1. Kunal Shah, Co-founder, SURE
“As expected, RBI MPC has delivered a dovish cut in interest rates, acknowledging that inflation trend is much lower, if we take out impact of gold prices, realised inflation this year is only 1.5-2.0%. Leaving the rooms for one more cut in future if growth slows down.
The cut is timely and will bring relief for homebuyers, lowering EMIs and reducing total interest outflow. For a home loan of ₹50 lakhs, borrowers could now save around *₹1.80 lakh over the 20y tenure, further improving affordability and boosting housing demand.
For banks, the rate cut may compress lending margins in the short term, but it is also expected to stimulate higher credit demand, particularly in home loans, supporting overall portfolio growth. With rates continuing to soften, 2026 is shaping up to be more favourable for both borrowers and lenders”.
2. CA Kinjal Shah, Vice President, Bombay Chartered Accountants’ Society (BCAS)
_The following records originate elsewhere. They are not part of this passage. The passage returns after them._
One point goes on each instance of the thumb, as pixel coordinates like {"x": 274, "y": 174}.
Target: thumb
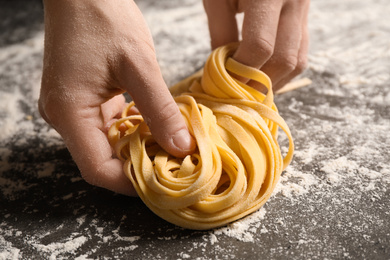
{"x": 146, "y": 86}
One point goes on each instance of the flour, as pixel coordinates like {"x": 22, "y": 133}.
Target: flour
{"x": 57, "y": 248}
{"x": 340, "y": 124}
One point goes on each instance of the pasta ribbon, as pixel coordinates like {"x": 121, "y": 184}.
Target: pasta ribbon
{"x": 238, "y": 160}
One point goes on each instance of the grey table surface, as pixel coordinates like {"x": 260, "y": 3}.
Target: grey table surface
{"x": 332, "y": 202}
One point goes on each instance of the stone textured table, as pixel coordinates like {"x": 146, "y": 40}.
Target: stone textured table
{"x": 332, "y": 202}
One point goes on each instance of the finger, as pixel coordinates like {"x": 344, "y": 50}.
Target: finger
{"x": 285, "y": 61}
{"x": 92, "y": 152}
{"x": 258, "y": 32}
{"x": 112, "y": 110}
{"x": 222, "y": 22}
{"x": 302, "y": 60}
{"x": 155, "y": 102}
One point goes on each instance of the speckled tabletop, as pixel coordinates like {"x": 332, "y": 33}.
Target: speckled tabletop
{"x": 332, "y": 202}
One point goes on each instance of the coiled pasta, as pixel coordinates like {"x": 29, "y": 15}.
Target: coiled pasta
{"x": 238, "y": 160}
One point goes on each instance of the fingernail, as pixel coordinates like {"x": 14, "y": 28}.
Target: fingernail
{"x": 183, "y": 140}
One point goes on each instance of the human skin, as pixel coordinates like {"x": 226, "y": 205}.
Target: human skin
{"x": 95, "y": 50}
{"x": 274, "y": 34}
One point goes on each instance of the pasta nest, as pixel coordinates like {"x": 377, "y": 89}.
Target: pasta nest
{"x": 237, "y": 162}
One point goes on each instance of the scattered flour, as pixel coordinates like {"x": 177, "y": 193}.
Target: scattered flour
{"x": 57, "y": 248}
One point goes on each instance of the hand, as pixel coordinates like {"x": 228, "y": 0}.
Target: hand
{"x": 95, "y": 51}
{"x": 274, "y": 34}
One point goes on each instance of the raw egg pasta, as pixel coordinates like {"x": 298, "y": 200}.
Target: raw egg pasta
{"x": 238, "y": 160}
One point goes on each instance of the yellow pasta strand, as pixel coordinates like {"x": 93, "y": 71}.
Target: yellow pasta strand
{"x": 237, "y": 162}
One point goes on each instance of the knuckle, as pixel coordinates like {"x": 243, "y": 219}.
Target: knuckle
{"x": 260, "y": 47}
{"x": 301, "y": 65}
{"x": 289, "y": 62}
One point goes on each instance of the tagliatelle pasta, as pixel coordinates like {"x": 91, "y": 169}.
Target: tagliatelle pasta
{"x": 238, "y": 160}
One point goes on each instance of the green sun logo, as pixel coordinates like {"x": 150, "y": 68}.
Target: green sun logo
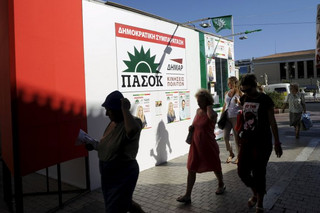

“With the 25-basis-point reduction in the repo rate, bringing it to 5.25%, the Reserve Bank of India has delivered four rate cuts in 2025—25 bps each in February and April, a 50-bps cut in June, and 25 bps in December, bringing the cumulative reduction for the year to 125 bps. The decision was unanimous and reflects the RBI’s continued growth-supportive policy stance amid a benign inflation outlook.
GST rationalisation has boosted domestic demand, and festival-related spending has further contributed to growth across sectors.
Liquidity conditions are being addressed through OMO purchases of ₹1 lakh crore and a $5 billion dollar–rupee swap in December to inject durable liquidity into the system.
Despite global headwinds, the Indian economy has shown resilience and is poised to maintain high growth, with the real GDP outlook for FY26 being revised to 7.3%. The combination of supportive monetary policy, robust domestic demand and growth outlook provides guidance on how credit and financial conditions may evolve over the near term.”